Third Sunday of Easter

We Rejoice in the Risen Christ

These are the readings for the Third Sunday of Easter.
(This Worship Help aligns with the lectionary readings from Christian Worship 1993 and Christian Worship: Supplement.)

God’s Word for This Week

Most of our celebrations are very brief. The festival of Easter, however, inspires a certain “afterglow” that, by God’s grace, burns ever brighter as we celebrate anew each Sunday during the Easter season. Led by the Spirit to believe in the resurrected Lord, we rejoice in holy awe in this glorious truth and are filled with a desire to speak of our hope with others.

Traditional First Lesson – Acts 2:14a,36-47

For whom is baptism intended?

Peter tells us that this means of grace is for all who hear his words. It is also for their children. It is also for those who were not there that day, including us. It is for all whom God has called or ever will call by the message which Peter proclaimed that day.

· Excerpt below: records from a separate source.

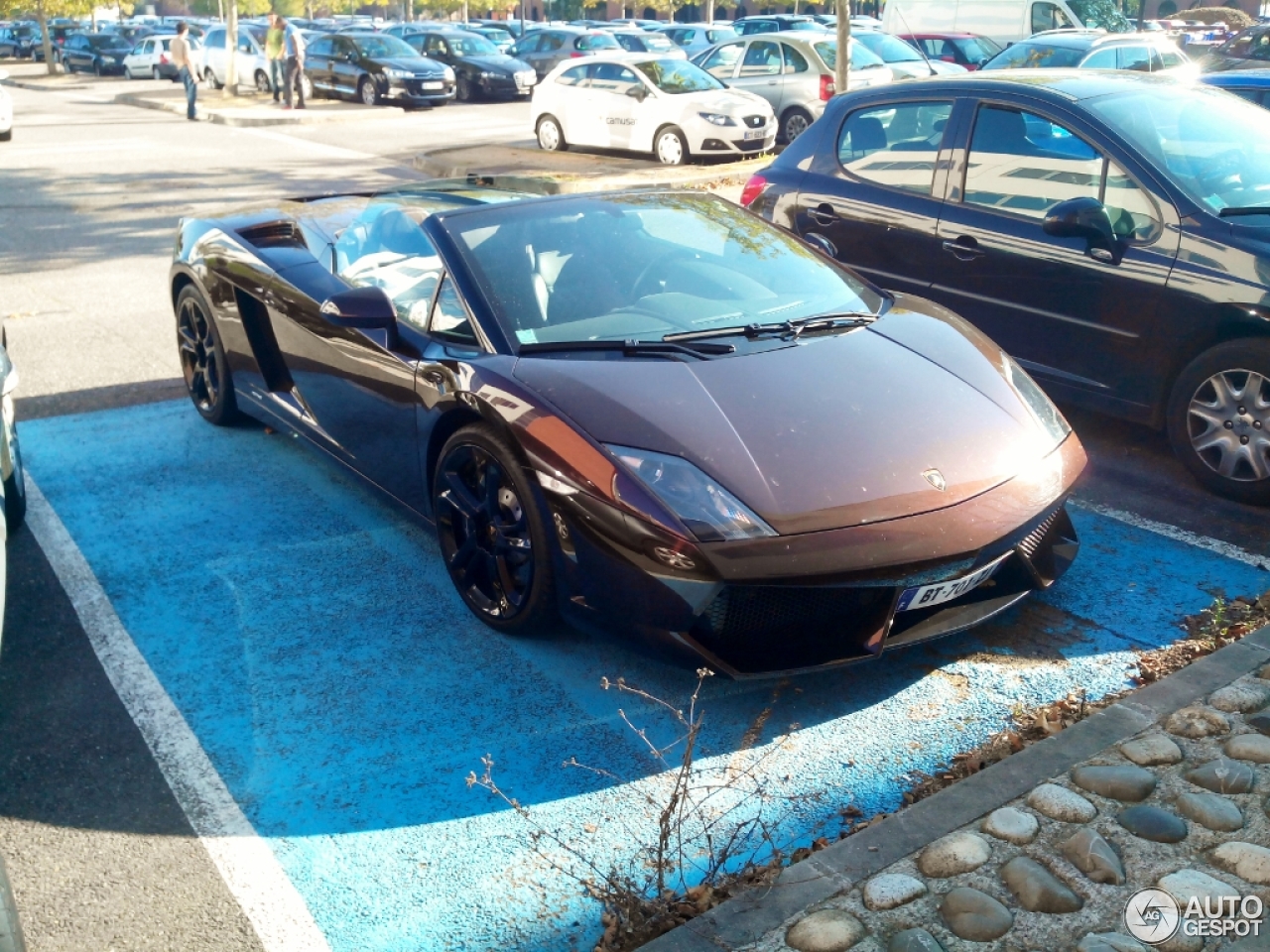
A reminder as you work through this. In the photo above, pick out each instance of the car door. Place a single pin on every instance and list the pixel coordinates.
(875, 193)
(760, 71)
(353, 390)
(612, 102)
(1071, 317)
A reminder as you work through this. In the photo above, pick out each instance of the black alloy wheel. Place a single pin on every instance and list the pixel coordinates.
(490, 532)
(202, 359)
(1219, 419)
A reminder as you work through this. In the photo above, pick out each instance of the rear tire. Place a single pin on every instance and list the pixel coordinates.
(550, 135)
(1219, 419)
(492, 535)
(671, 148)
(202, 359)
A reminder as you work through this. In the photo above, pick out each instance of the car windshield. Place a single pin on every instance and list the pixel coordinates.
(1211, 144)
(472, 46)
(861, 56)
(382, 46)
(639, 267)
(1101, 14)
(888, 48)
(677, 76)
(1033, 56)
(597, 41)
(107, 41)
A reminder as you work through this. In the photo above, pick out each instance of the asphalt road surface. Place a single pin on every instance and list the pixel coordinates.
(313, 648)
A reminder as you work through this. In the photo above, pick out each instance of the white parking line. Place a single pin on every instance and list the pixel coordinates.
(248, 866)
(1160, 529)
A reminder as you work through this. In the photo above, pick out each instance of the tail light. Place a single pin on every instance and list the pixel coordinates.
(753, 189)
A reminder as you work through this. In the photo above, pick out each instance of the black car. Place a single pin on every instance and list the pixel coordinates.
(375, 67)
(1247, 50)
(95, 53)
(652, 413)
(479, 68)
(1111, 231)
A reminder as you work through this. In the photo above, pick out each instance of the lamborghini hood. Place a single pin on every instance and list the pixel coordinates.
(915, 413)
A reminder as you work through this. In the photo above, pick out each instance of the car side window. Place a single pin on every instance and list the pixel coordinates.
(449, 318)
(721, 63)
(576, 76)
(1047, 16)
(794, 60)
(1133, 213)
(1101, 60)
(611, 77)
(762, 59)
(1025, 164)
(894, 145)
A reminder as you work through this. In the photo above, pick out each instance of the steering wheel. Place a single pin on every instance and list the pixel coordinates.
(648, 271)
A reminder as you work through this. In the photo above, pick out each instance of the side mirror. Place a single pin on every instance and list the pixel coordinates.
(363, 308)
(1086, 218)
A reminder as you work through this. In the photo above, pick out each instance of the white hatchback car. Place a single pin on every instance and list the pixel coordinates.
(668, 107)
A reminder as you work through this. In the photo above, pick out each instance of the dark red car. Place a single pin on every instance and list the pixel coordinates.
(962, 49)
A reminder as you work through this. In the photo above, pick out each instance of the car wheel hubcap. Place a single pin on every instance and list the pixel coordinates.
(1229, 424)
(484, 532)
(197, 343)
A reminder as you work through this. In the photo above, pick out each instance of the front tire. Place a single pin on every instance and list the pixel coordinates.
(794, 123)
(1219, 419)
(492, 536)
(550, 135)
(671, 146)
(202, 359)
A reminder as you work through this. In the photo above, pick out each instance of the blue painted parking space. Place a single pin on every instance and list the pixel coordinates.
(313, 643)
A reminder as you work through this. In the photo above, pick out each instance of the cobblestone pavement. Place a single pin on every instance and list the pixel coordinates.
(1179, 805)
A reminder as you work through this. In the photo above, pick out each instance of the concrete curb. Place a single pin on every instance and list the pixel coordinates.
(572, 172)
(209, 114)
(751, 915)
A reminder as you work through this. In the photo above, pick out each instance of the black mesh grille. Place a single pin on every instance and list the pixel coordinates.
(1029, 542)
(760, 627)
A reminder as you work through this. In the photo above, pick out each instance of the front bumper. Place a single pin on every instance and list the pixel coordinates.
(817, 601)
(414, 91)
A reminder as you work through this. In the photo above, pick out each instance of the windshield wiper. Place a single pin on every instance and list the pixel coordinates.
(788, 330)
(1232, 211)
(639, 348)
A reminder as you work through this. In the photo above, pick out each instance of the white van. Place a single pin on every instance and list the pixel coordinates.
(1003, 21)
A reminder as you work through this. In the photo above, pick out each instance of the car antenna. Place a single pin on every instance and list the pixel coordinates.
(908, 31)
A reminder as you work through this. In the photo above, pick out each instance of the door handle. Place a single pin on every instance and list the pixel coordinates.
(822, 214)
(964, 249)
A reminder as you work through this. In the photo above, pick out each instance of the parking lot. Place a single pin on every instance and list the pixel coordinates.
(212, 634)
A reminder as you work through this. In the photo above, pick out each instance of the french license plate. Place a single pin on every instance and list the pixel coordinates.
(929, 595)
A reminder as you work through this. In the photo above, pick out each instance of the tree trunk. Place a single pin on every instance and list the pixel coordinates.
(842, 66)
(231, 53)
(46, 41)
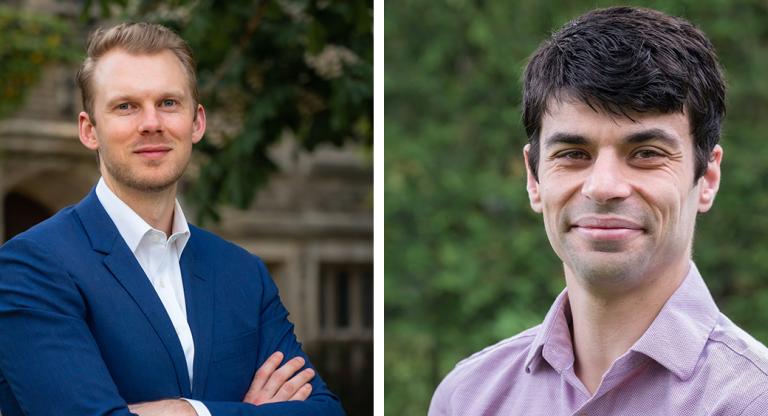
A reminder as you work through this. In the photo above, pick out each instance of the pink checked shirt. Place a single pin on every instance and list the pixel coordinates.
(692, 360)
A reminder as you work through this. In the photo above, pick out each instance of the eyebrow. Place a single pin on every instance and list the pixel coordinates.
(127, 97)
(651, 135)
(639, 137)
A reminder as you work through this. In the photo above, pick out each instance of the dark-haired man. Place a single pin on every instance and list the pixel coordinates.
(117, 306)
(622, 108)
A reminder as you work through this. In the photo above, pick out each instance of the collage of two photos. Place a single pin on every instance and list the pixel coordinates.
(306, 207)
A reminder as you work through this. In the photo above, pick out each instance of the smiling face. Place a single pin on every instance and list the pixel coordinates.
(144, 120)
(618, 196)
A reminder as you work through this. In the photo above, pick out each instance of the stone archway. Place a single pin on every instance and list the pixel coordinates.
(21, 212)
(37, 196)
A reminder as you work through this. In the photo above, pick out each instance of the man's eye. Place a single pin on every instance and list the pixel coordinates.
(573, 155)
(647, 154)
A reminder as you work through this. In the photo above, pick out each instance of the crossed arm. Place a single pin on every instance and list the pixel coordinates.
(271, 384)
(51, 364)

Why could and did the first congregation in Jerusalem continue to use the temple courts as a place to meet and worship?

They met at the temple because it was the house of the Lord, and they were the Lord’s people. It was the Father’s house, and they were his children. They gathered there daily.

Supplemental First Lesson – Acts 24:10-21

How was the resurrection of Christ central to the issue that faced Paul?

After his arrest at the temple, Paul stood before the Sanhedrin. The session erupted into a brawl when Paul asserted his belief in the resurrection, a divisive issue for Pharisees and Sadducees, and the Roman officer had to remit Paul to the regional governor. In this lesson, Paul is on trial in Caesarea before Governor Felix. The Sanhedrin had hired the lawyer Tertullus to accuse Paul of leading the Nazarene sect. In Paul’s reply to Tertullus, he asserts that Christianity is no sect but agrees with all that is written in the Law and the Prophets. It is the Pharisees and the Sadducees that abandoned Scripture and became a sect without hope. We hold to the ancient hope of Scripture: the resurrection of the dead.

Second Lesson – 1 Peter 1:17-21

Why does Peter encourage us to live as “strangers” while here on this earth?

It will always be a temptation for Christians to set their hearts on what they can see—material things, institutions, approval from others, etc. It is a lifelong struggle to learn that everything visible is perishable while what is not seen has lasting value. As Christians, we need to remember that we live in tents—temporary settings—because we are not yet home.

Gospel – Luke 24:13-35

Why do you think Jesus didn’t reveal his identity to the Emmaus disciples?

It gave the disciples the chance to openly confess their unbelieving doubts. Jesus was providing them the opportunity to learn from him again as he reviewed what the Scriptures had to say about the Messiah.

They had just told Jesus not to go on because of the approaching night. But once Jesus revealed himself, why did they quickly go back to Jerusalem?

Their hearts were burning within them. They couldn’t keep the joy of this wonderful message to themselves, so they had to tell the others in Jerusalem.

What lessons can we learn from the account of the Emmaus disciples?

We need exactly what they received from Jesus. Through the Word, we too need a call to repentance because of our foolish and slow hearts. We need a renewed sense of joy that the message of Easter gives us so that with the wonder of our risen Savior before us, we are compelled to proclaim the Easter message to others.